Combining the two steps we can see that the first step takes care of integers of the form $n = 2^{m}$ and the second step takes care of the remaining values of $n$. To prove the second step we set $$X = \frac{x_{1} + x_{2} + \cdots + x_{n- 1}}{n - 1}$$ so that $$f(X) = f\left(\frac{x_{1} + x_{2} + \cdots + x_{n - 1} + X}{n}\right) \leq \frac{f(x_{1}) + f(x_{2}) + \cdots + f(x_{n - 1}) + f(X)}{n}$$ or $$f(X) \leq \frac{f(x_{1}) + f(x_{2}) + \cdots + f(x_{n - 1})}{n - 1}$$ so that the proof for second step is complete.

Now we show that $$f(tx + (1 - t)y) \leq tf(x) + (1 - t)f(y)\tag{2}$$ for all real $x, y$ and $t \in (0, 1)$. First let $t$ be rational so that $t = m/n$ where $m, n$ are positive integers with $m < n$. In equation $(1)$ we put $$x_{1} = x_{2} = \cdots = x_{m} = x,\, x_{m + 1} = x_{m + 2} = \cdots = x_{n} = y$$ to get $$f\left(\frac{mx + (n - m)y}{n}\right) \leq \frac{m}{n}f(x) + \frac{n - m}{n}f(y)$$ or $$f(tx + (1 - t)y) \leq tf(x) + (1 - t)f(y)$$ If $t \in (0, 1)$ is irrational then there is a sequence $t_{n}$ of rational numbers in $(0, 1)$ which converges to $t$ and thus we have $$f(t_{n}x + (1 - t_{n})y) \leq t_{n}f(x) + (1 - t_{n})f(y)$$ Taking limits as $n \to \infty$ and using continuity of $f$ we get equation $(2)$ for all irrational $t \in (0, 1)$.

Solution 4:

Sketch of Boas' proof -- without using dyadic rationals.

Define $\Delta_{h}f(x) = f(x+h) - f(x)$. Then midpoint convexity implies

$$\Delta_h^2f(x) = f(x+2h)-2f(x+h) + f(x)\geq 0$$ for all $x$ in some interval.
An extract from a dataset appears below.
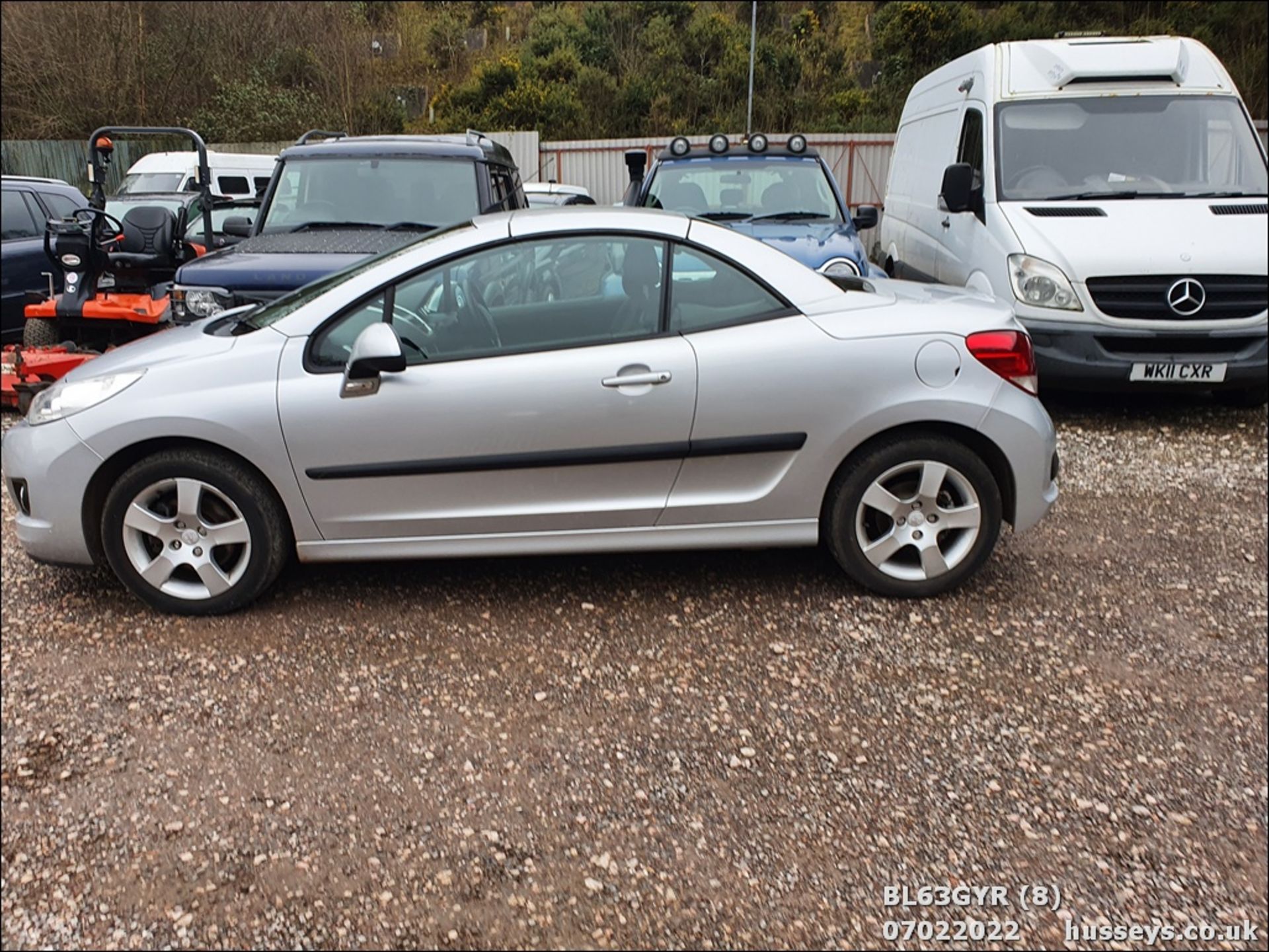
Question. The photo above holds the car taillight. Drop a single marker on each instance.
(1007, 353)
Note that for any positive integer $n$,

$$\Delta_hf(x) = \sum_{i=0}^{n-1} \Delta_{h/n}f(x + ih/n)\\ \Delta_{h/n}\Delta_hf(x) = \sum_{i=0}^{n-1} \Delta_{h/n}^2f(x + ih/n)\geq 0,$$

and

$$\Delta_{h}f(x + h/n) \geq \Delta_hf(x).$$

For any positive integer m,

$$\Delta_{h}f(x + mh/n) \geq \Delta_hf(x+ (m-1)h/n \geq \cdots \geq\Delta_hf(x)$$

If $x$, $x + \delta$, and $h$ are given, we can find sequences of rational numbers $m/n$ such that $mh/n \rightarrow \delta$, and, since $f$ is continuous

$$\Delta_hf(x+\delta) \geq \Delta_hf(x).$$

Hence, $\Delta_hf(x)$ increases with $x$ for each $h$.
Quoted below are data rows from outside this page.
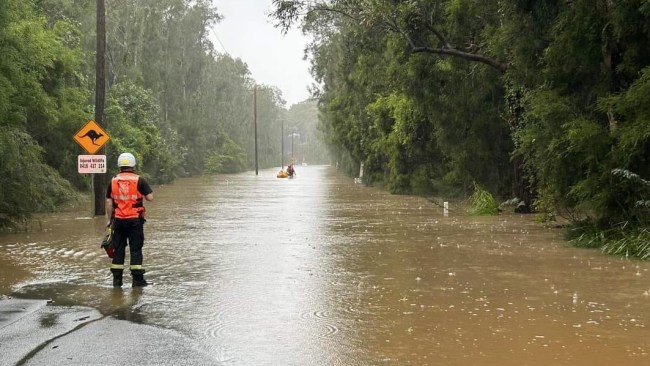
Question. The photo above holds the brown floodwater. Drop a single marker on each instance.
(318, 270)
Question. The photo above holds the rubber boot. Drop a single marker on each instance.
(138, 279)
(117, 277)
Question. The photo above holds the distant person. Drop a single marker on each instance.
(290, 170)
(125, 209)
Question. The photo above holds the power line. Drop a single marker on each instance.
(220, 43)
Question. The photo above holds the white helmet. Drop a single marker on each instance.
(126, 159)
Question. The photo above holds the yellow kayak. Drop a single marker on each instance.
(283, 174)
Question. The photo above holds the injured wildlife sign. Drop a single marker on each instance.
(91, 137)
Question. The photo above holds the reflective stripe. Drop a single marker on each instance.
(125, 195)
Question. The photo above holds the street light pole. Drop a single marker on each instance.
(100, 96)
(255, 119)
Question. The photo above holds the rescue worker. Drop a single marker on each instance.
(124, 207)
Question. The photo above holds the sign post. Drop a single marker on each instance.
(92, 138)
Let $0 < m < n$. The average of the first $m$ terms in the chain of inequalities does not exceed the average of the first $n$ terms, which reduces to

$$\frac{f(x + mh/n) - f(x)}{m}\leq \frac{f(x + h) - f(x)}{n}.$$

For $h > 0$ we have

$$\frac{f(x + mh/n) - f(x)}{mh/n}\leq \frac{f(x + h) - f(x)}{h}.$$

If $0 < g < h$ we can choose a sequence of rationals $m/n$ such that $m/n \rightarrow g/h$ and $$\frac{\Delta_gf(x)}{g}\leq \frac{\Delta_hf(x)}{h}.$$

Take $y > x$ and let $z = t_1x + t_2y$, where $t_1 + t_2 = 1$,$h = y-x$, $g= z-x$ so that $y-z = t_1(y-x)$ and $z-x = t_2(y-x)$

Then

$$\frac{f(z)-f(x)}{z-x}\leq \frac{f(y)-f(x)}{y-x},$$

and

$$f(t_1x+t_2y) = f(z) \leq \frac{y-z}{y-x}f(x) + \frac{z-x}{y-x}f(y) = t_1f(x) + t_2 f(y)$$